Enhancing Lithofacies Interpretation in Well Logs With Graph-Based Feature Extraction

Subsurface lithology identification from well log signals is a crucial step in geological exploration, providing essential information about rock formation properties and fluid flow. Accurate identification of lithofacies aids in reservoir characterization and hydrocarbon exploration. This letter presents a novel approach for lithofacies identification from well logs using graph-based feature extraction and classification. The existing instance-based methods ignore the sequential information in well log signals, which can provide valuable insights about the local lithology. The proposed approach treats each instance in a temporal sequence as a node in a graph that captures the local geological information by aggregating temporally neighborhood nodes to create an embedded feature space. Two separate aggregating schemes are proposed, one using a spatial kernel approach and the other using an attention-based network layer, to find the nonlinear relationship between the feature vectors and give more weights to the nearest vectors in the feature space.

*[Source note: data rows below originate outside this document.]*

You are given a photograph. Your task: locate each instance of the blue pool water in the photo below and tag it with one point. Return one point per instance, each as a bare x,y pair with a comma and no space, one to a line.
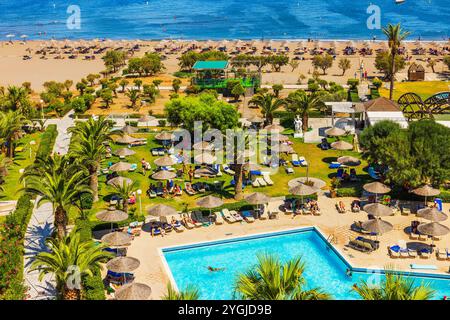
219,19
324,268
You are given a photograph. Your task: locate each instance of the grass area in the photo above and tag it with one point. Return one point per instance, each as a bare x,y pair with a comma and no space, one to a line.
21,161
424,89
318,159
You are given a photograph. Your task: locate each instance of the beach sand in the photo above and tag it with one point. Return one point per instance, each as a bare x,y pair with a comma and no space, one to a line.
14,70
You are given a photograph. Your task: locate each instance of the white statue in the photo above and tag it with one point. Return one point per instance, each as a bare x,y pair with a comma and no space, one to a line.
298,124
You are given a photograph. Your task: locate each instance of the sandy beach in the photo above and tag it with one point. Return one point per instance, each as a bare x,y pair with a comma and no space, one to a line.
15,70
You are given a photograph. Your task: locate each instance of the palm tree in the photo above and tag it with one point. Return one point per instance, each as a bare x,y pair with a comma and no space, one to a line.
89,149
395,35
271,279
268,104
190,293
11,124
301,103
69,260
58,181
123,191
394,287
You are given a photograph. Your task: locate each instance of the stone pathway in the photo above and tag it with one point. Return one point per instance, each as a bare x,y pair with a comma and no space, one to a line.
40,226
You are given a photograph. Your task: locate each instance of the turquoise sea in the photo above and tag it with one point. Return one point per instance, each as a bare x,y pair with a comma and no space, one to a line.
221,19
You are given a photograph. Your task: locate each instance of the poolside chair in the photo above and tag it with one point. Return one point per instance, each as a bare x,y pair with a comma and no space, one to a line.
219,219
295,162
267,179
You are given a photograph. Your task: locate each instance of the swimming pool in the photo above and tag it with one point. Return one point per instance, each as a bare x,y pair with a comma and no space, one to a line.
325,267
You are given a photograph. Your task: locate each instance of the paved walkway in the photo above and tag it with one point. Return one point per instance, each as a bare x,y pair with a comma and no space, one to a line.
40,226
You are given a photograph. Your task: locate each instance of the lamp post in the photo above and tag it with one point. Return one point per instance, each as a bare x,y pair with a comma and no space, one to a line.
139,192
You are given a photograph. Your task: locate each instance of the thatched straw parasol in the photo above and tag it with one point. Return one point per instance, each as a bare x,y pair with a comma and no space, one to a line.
124,152
133,291
120,166
335,132
119,181
205,158
116,239
377,226
274,127
165,136
161,210
432,214
349,161
342,145
165,161
125,139
209,202
164,175
129,129
426,191
123,264
203,146
377,210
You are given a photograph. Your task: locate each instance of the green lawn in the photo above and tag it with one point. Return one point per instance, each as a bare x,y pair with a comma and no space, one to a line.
317,158
21,160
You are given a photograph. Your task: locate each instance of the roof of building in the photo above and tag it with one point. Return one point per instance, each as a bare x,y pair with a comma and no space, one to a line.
381,104
210,65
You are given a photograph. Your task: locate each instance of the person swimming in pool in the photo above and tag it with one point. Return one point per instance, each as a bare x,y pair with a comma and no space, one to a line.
215,269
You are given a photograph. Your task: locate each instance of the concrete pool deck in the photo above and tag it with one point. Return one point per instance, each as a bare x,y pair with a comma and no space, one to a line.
152,270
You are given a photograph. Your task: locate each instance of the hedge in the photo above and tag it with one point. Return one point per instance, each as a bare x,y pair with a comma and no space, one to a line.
12,233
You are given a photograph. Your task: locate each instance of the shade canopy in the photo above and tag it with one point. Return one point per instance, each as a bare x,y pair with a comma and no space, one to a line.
257,198
164,175
342,145
125,139
116,239
434,229
161,210
124,152
129,129
165,161
378,210
120,166
165,136
376,187
119,181
432,214
335,132
112,215
426,191
205,158
133,291
303,190
209,202
377,226
123,264
349,161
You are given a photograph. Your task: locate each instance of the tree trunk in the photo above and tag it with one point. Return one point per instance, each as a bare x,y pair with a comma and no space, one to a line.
60,222
238,181
391,89
93,182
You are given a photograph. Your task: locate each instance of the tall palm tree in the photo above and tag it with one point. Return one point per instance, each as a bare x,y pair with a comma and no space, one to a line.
59,182
271,279
11,123
301,103
123,191
395,35
89,149
268,104
69,260
190,293
394,287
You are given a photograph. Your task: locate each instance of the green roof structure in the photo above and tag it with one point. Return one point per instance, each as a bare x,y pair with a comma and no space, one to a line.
210,65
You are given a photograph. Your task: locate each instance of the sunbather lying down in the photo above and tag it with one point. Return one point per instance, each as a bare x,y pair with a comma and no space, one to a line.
215,269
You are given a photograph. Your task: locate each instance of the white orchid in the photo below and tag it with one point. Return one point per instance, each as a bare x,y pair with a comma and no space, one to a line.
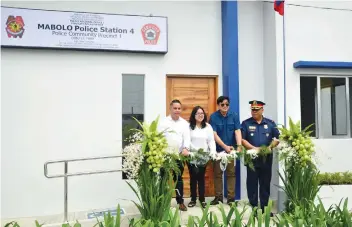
253,153
133,159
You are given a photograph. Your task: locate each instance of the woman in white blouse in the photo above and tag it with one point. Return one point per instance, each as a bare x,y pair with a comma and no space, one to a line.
202,137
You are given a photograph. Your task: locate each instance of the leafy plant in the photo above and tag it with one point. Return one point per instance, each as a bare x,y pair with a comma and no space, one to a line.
296,146
154,181
335,178
301,186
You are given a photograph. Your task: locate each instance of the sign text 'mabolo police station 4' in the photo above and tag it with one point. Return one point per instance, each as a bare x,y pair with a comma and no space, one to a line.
34,28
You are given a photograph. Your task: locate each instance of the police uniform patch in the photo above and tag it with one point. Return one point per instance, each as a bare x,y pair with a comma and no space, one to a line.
251,128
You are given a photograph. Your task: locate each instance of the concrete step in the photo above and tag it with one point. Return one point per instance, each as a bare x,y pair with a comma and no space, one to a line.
86,219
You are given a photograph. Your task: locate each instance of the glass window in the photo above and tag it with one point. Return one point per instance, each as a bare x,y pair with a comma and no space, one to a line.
309,103
333,106
132,105
329,113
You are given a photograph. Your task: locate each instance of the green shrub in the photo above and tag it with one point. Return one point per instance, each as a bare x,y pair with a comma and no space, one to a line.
338,178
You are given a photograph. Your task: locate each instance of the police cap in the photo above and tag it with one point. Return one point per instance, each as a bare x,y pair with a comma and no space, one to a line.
256,105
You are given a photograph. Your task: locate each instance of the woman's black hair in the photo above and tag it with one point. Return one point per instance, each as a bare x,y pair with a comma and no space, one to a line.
192,118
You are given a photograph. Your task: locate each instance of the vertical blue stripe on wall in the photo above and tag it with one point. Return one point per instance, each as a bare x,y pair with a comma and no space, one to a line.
230,79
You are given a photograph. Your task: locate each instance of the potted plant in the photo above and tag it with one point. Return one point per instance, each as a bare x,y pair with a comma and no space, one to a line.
334,187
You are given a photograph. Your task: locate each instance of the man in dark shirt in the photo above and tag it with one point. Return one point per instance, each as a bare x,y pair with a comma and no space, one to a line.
226,126
259,131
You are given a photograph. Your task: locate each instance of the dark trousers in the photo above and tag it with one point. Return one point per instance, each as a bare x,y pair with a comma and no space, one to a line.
179,183
261,175
197,175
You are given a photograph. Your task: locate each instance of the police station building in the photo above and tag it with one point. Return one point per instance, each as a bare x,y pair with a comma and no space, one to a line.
73,74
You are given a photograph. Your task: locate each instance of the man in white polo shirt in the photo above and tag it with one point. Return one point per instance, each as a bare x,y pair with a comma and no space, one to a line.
178,139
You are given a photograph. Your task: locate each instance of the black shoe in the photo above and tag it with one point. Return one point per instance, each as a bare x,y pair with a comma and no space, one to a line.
216,201
182,207
192,204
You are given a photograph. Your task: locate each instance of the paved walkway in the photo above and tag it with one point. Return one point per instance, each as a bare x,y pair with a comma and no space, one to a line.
131,211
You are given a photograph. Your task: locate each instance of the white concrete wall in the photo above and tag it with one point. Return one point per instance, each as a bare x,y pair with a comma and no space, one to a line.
318,35
67,104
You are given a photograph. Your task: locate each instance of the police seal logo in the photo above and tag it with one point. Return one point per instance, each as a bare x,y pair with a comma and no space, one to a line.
150,34
15,26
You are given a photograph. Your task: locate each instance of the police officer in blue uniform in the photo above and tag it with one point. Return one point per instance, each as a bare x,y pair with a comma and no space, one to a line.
256,132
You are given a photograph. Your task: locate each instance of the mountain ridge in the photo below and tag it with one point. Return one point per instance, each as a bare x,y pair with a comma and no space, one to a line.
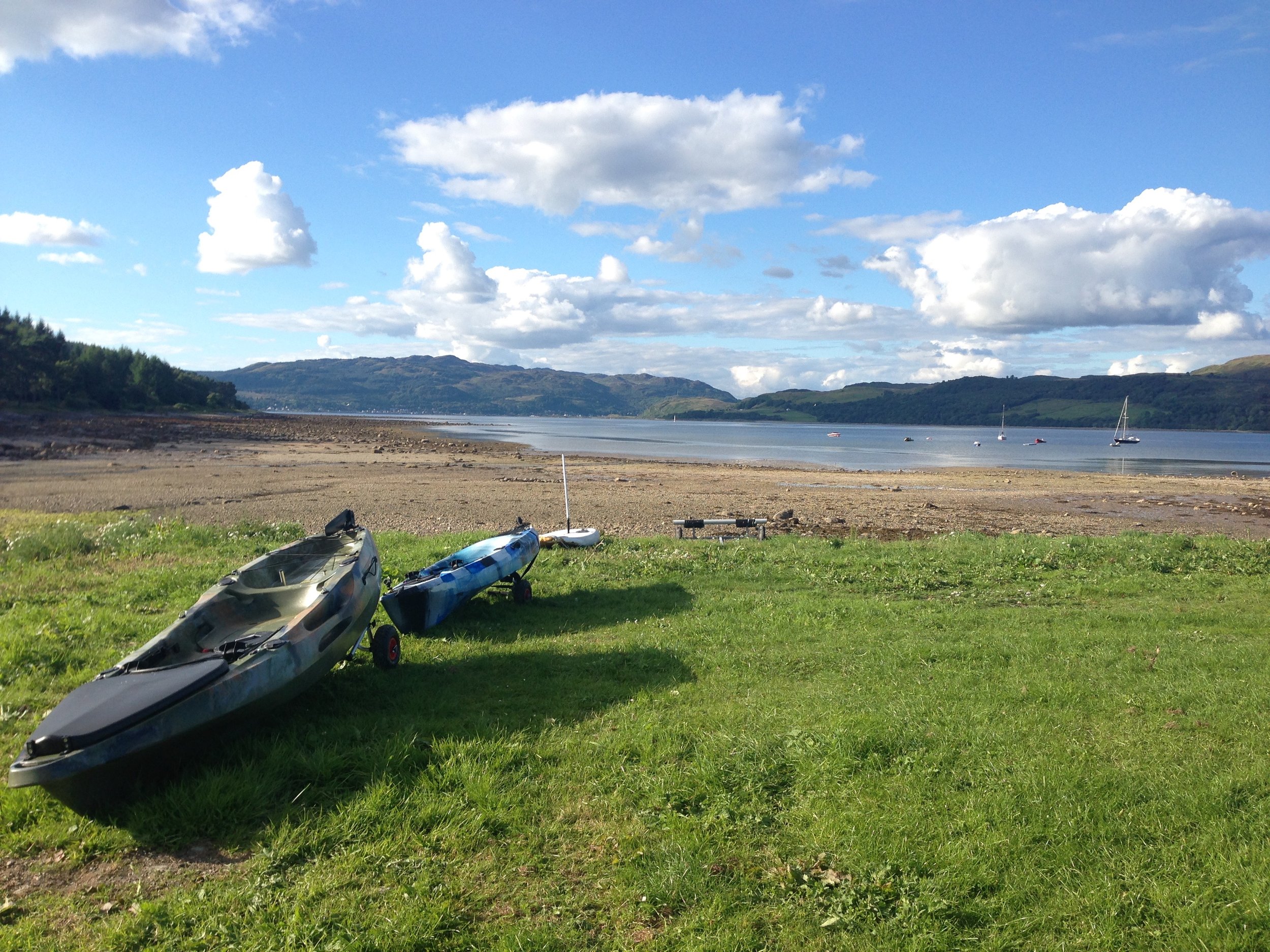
448,384
1232,397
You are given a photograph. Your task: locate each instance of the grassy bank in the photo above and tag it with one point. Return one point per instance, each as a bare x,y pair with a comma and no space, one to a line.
794,744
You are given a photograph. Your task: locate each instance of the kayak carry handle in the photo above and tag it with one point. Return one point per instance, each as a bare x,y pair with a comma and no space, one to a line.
344,522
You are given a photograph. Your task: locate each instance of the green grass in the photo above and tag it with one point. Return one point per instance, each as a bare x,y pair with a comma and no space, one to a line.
797,744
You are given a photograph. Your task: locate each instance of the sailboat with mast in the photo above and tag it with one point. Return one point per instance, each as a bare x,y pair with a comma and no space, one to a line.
1122,435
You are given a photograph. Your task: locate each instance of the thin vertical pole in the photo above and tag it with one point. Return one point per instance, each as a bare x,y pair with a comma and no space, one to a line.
565,474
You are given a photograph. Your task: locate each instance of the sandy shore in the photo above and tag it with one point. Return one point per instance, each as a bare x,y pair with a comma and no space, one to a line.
403,476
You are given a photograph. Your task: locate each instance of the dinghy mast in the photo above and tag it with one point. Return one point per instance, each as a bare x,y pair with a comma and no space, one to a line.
565,474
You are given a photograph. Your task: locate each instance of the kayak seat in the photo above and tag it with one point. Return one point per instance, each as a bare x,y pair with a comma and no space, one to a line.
108,706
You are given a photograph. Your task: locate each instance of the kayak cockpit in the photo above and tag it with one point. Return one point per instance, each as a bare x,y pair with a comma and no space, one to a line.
252,606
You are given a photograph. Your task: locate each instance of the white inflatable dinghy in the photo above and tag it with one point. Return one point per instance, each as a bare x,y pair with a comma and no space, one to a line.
570,539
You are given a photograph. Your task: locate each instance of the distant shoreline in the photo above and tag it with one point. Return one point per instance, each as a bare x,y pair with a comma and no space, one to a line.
394,475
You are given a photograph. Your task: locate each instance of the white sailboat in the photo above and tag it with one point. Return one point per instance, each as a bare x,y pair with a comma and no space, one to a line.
1122,435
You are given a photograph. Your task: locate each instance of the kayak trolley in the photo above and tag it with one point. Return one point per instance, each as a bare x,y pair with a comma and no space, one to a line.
760,527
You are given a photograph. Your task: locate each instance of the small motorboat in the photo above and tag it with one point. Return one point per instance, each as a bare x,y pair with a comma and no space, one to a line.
257,638
428,597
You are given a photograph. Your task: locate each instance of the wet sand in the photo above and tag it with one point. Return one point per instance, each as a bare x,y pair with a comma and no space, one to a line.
404,476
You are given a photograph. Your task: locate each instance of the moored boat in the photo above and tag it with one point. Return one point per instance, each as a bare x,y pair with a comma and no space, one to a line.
1122,435
260,636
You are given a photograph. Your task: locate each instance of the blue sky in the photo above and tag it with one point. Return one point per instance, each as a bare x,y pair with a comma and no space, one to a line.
757,196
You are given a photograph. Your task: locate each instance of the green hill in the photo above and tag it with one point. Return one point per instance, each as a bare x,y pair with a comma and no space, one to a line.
1233,397
451,385
1240,365
42,367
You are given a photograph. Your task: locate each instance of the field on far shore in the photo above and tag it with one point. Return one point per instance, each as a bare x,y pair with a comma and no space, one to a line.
1014,742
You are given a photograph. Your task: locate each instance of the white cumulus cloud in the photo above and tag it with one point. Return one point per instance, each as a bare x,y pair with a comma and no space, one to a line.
27,229
962,358
674,155
1220,325
448,299
1164,258
755,379
892,229
478,233
34,29
1145,365
255,224
70,258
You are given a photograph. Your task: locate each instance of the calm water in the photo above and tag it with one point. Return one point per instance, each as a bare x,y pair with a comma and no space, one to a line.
1178,452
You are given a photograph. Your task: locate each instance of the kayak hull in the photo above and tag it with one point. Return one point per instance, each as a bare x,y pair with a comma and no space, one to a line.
300,648
433,593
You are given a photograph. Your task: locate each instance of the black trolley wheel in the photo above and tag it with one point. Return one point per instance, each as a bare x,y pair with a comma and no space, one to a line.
387,648
521,590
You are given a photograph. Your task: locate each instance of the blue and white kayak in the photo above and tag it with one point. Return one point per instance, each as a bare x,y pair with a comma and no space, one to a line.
427,597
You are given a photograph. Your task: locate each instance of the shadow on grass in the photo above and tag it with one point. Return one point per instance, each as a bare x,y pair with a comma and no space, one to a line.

The graph structure allows the network to incorporate spatial and relational information between different well log features into the classification process, leading to improved accuracy of predictions. The experiment is run on real-world data from the oil and gas exploration field at Krishna-Godavari (KG) Basin, India. The proposed method outperforms traditional feature-based classification and provides a unique way to enhance the representation of the well log signals for lithofacies classification tasks.